St. Pius Chapel & Prayer Garden
“Both the quiet and the peaceful atmosphere allow me the opportunity to focus on God’s hand in my life.”
-Susie Veters, parishioner
How can a tiny building inspire reverence like a cathedral? This new chapel is a delicately-placed, quiet counterpoint to the monumentality of the adjacent 1960s church, but its simple, angular form resonates with the expressive geometry of the church.
The sculpted form is carved to introduce discrete, linear strips of glazing above the ceiling, at the floor, and adjacent to the tabernacle, animating the space throughout the day without distracting prayerful occupants.
Visitors enter into a small vestibule separated from the chapel by a slatted wood screen wall that affords privacy, but also allows one to see worshippers occupying the space.

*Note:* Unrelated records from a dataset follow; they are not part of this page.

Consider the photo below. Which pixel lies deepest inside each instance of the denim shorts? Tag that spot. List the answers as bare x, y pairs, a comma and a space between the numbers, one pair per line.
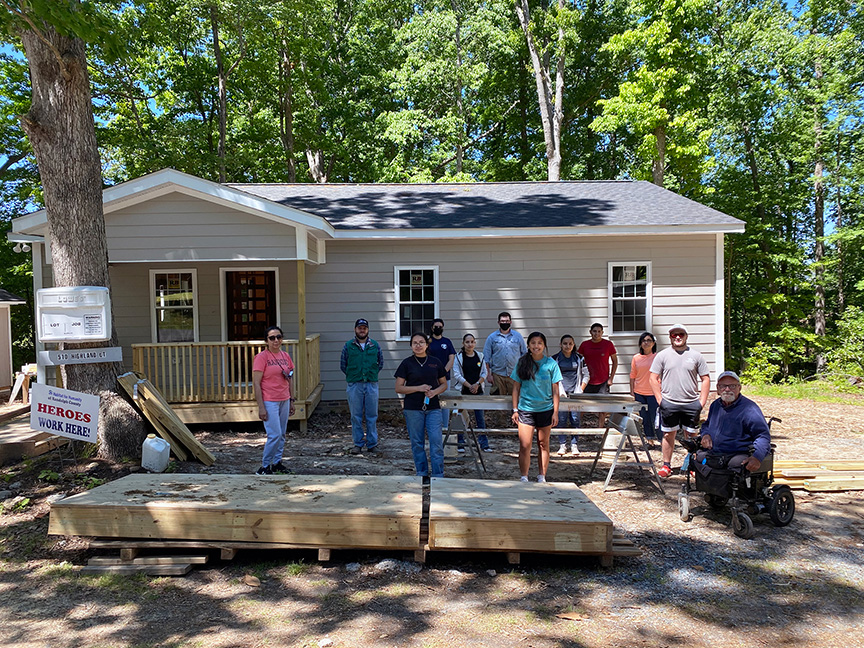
536, 419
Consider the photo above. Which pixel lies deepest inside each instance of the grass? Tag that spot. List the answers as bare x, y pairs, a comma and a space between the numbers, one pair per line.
820, 391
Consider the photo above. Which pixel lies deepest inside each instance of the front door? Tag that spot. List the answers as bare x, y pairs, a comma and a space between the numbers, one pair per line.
251, 307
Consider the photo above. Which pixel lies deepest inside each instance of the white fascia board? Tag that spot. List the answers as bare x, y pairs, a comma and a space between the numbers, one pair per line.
519, 232
169, 180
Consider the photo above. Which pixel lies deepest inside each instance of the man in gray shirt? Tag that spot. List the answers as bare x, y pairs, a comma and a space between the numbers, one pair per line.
502, 351
680, 382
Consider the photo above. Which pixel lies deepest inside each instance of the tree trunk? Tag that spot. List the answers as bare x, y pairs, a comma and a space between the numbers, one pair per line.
658, 166
551, 109
60, 127
223, 92
818, 227
286, 110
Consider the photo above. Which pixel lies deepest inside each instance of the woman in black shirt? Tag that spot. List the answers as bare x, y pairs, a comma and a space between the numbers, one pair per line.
420, 378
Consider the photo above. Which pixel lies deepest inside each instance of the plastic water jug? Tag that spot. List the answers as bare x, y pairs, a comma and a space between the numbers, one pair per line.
154, 453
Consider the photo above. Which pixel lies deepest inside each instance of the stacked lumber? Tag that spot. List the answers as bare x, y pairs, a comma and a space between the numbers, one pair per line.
168, 425
819, 475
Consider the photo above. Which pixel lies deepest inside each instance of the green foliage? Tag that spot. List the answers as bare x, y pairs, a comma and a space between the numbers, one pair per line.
846, 356
49, 476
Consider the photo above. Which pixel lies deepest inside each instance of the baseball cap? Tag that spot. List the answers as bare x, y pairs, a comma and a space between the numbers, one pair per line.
729, 374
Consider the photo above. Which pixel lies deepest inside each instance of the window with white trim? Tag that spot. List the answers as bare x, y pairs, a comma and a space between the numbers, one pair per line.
174, 305
630, 297
416, 299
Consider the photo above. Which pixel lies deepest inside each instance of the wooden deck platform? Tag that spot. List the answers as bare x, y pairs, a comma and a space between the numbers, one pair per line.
338, 512
483, 515
313, 511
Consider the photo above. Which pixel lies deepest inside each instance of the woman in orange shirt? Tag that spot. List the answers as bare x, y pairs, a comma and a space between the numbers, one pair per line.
640, 367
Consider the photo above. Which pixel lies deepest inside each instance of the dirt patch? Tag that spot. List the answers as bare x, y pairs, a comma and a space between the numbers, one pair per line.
696, 582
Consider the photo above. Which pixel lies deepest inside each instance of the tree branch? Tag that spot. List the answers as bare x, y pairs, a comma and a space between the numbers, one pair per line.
57, 54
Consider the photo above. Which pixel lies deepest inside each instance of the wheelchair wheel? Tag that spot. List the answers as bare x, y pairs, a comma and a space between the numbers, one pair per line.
742, 525
716, 501
684, 507
781, 507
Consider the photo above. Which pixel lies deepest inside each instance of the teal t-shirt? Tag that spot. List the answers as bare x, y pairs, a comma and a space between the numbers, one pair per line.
535, 395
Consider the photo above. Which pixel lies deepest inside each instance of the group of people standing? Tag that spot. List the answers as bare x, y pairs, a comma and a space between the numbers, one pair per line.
673, 382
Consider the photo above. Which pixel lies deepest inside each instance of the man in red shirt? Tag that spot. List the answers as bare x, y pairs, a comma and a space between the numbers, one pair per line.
598, 353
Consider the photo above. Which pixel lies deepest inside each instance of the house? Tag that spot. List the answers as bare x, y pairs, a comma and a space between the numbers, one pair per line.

The interior design features are intentionally minimal. The space’s power and purpose is enhanced by its very simplicity; the sculpting of the building massing extends to the interiors, and is visually understood as a carved-away, light-filled volume which constantly changes during the course of the day. Even the Christian cross, adjacent to the tabernacle, is expressed through the careful carving and folding of white planes accentuated by grazing light. Since the space is used as a perpetual adoration chapel, all visual focus is placed on the custom wood tabernacle and monstrance containing the Holy Eucharist, allowing occupants the opportunity to worship in quiet solitude.